Grandes modelos de linguagem como o GPT-4 da OpenAI e o Bard do Google são treinados em grandes quantidades de escrita para prever a próxima palavra em uma frase ou frase. No processo, os modelos criam mapas indicando como as palavras se relacionam umas com as outras. Há alguns anos, Huth notou que partes específicas desses mapas — as chamadas incorporações de contexto, que capturam as características semânticas, ou significados, das frases — poderiam ser usadas para prever como o cérebro se acende em resposta à linguagem.

Em um sentido básico, disse Shinji Nishimoto, neurocientista da Universidade de Osaka que não esteve envolvido na pesquisa, “a atividade cerebral é um tipo de sinal criptografado, e os modelos de linguagem fornecem maneiras de decifrá-lo”.

Em seu estudo, o Dr. Huth e seus colegas efetivamente reverteram o processo, usando outra IA para traduzir as imagens de ressonância magnética do participante em palavras e frases. Os pesquisadores testaram o decodificador fazendo com que os participantes ouvissem novas gravações e, em seguida, vendo o quão perto a tradução correspondia à transcrição real.

Quase todas as palavras estavam fora de lugar na escrita decodificada, mas o significado da passagem era regularmente preservado. Essencialmente, os decodificadores estavam parafraseando.

Original: “Eu me levantei do colchão de ar e pressionei meu rosto contra o vidro da janela do quarto esperando ver os olhos olhando para mim, mas em vez disso apenas encontrando a escuridão.”

Decodificado da atividade cerebral: “Eu apenas continuei a caminhar até a janela e abri o vidro, fiquei na ponta dos pés e olhei para fora, não vi nada e olhei para cima novamente, não vi nada”.

Durante a ressonância magnética funcional, os participantes também foram solicitados a imaginar silenciosamente contar uma história; depois, eles repetiram a história em voz alta, para referência. Aqui, também, o modelo de decodificação capturou a essência da versão não dita.

Versão do participante: “Procure uma mensagem da minha esposa dizendo que ela mudou de ideia e que estava voltando”.

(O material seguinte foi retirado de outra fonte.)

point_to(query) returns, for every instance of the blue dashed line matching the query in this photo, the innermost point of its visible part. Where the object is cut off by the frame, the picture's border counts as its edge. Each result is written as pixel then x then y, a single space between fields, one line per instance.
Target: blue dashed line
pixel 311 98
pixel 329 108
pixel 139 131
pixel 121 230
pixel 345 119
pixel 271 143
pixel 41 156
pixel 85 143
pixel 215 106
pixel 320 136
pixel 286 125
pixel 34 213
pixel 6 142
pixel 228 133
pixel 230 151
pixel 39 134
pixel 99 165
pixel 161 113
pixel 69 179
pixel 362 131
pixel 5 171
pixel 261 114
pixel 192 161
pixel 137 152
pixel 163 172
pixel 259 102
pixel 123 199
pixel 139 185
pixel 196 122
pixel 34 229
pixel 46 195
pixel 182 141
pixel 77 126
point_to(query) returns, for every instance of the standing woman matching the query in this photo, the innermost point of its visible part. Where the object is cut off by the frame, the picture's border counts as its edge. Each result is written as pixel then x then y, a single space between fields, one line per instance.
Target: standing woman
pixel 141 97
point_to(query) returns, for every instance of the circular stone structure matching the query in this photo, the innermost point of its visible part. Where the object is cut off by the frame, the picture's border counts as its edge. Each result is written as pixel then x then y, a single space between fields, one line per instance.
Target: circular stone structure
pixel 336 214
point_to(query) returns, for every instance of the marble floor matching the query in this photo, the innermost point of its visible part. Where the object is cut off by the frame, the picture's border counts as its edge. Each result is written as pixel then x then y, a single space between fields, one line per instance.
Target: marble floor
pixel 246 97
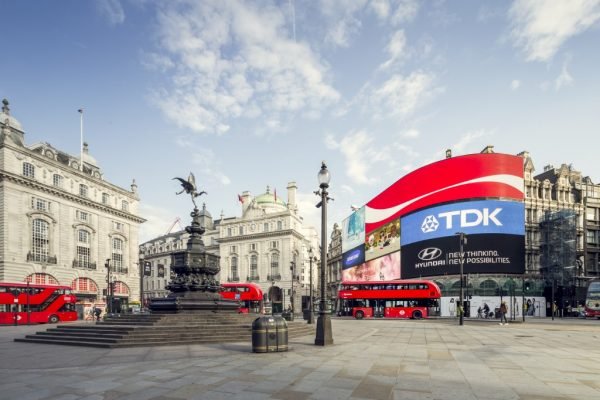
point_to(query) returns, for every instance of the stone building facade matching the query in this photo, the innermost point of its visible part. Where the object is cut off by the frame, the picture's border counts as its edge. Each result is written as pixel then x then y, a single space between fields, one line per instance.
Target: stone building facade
pixel 267 245
pixel 60 220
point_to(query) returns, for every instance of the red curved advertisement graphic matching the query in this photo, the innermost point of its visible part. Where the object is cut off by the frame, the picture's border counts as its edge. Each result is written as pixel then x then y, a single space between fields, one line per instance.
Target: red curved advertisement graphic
pixel 458 178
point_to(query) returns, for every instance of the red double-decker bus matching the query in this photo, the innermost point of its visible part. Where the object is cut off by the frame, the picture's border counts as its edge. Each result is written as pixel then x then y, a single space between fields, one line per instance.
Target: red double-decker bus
pixel 249 295
pixel 22 303
pixel 391 299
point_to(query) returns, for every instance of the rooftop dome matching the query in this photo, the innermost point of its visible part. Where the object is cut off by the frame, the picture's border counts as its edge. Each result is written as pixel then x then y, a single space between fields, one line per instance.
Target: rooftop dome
pixel 6 117
pixel 269 199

Versão decodificada: “Para vê-la por algum motivo, pensei que ela viria até mim e diria que sente minha falta.”

Finalmente, os sujeitos assistiram a um breve filme de animação silencioso, novamente enquanto passavam por uma varredura de fMRI. Ao analisar sua atividade cerebral, o modelo de linguagem poderia decodificar uma sinopse aproximada do que eles estavam vendo — talvez sua descrição interna do que eles estavam vendo.

Vídeo: The New York Times

O resultado sugere que o decodificador de IA estava capturando não apenas palavras, mas também significado. “A percepção da linguagem é um processo impulsionado externamente, enquanto a imaginação é um processo interno ativo”, disse Nishimoto. “E os autores mostraram que o cérebro usa representações comuns nesses processos.”

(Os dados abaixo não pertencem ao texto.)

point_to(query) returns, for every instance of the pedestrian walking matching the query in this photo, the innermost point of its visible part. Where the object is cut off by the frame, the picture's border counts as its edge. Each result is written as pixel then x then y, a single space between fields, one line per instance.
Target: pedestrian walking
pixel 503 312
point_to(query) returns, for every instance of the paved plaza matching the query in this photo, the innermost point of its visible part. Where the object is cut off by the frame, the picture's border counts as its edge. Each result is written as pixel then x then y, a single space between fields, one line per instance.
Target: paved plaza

Greta Tuckute, neurocientista do Instituto de Tecnologia de Massachusetts que não esteve envolvida na pesquisa, disse que essa era “a questão de alto nível”.

“Podemos decodificar o significado do cérebro?” ela continuou. “De certa forma, eles mostram que, sim, nós podemos.”

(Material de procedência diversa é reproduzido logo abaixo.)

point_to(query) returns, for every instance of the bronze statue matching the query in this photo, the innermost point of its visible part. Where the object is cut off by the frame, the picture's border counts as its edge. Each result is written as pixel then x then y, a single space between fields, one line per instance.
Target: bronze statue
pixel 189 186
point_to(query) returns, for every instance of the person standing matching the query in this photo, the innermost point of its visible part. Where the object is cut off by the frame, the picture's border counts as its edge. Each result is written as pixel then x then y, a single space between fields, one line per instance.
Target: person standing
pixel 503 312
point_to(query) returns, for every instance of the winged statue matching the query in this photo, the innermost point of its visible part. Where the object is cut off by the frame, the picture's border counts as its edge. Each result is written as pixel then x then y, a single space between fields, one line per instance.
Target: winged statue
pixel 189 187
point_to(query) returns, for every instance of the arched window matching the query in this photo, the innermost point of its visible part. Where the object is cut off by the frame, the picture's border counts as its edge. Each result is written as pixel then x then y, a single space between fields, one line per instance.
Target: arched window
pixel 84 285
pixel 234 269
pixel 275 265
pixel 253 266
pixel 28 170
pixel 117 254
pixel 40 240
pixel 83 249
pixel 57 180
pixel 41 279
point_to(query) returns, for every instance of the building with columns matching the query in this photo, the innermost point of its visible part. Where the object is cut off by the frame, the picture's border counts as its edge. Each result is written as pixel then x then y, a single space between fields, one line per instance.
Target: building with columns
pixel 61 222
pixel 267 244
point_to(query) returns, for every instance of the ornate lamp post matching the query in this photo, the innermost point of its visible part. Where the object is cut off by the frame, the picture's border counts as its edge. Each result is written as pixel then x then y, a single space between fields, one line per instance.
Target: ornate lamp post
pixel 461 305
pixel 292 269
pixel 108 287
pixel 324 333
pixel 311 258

Esse método de decodificação de linguagem tinha limitações, observaram Huth e seus colegas. Por um lado, os scanners de fMRI são volumosos e caros. Além disso, treinar o modelo é um processo longo e tedioso e, para ser eficaz, deve ser feito em indivíduos. Quando os pesquisadores tentaram usar um decodificador treinado em uma pessoa para ler a atividade cerebral de outra, ele falhou, sugerindo que cada cérebro tem maneiras únicas de representar o significado.

Os participantes também foram capazes de proteger seus monólogos internos, descartando o decodificador pensando em outras coisas. A IA pode ser capaz de ler nossas mentes, mas por enquanto terá que lê-las uma de cada vez, e com nossa permissão. Notícia com conteúdo do The New York Times.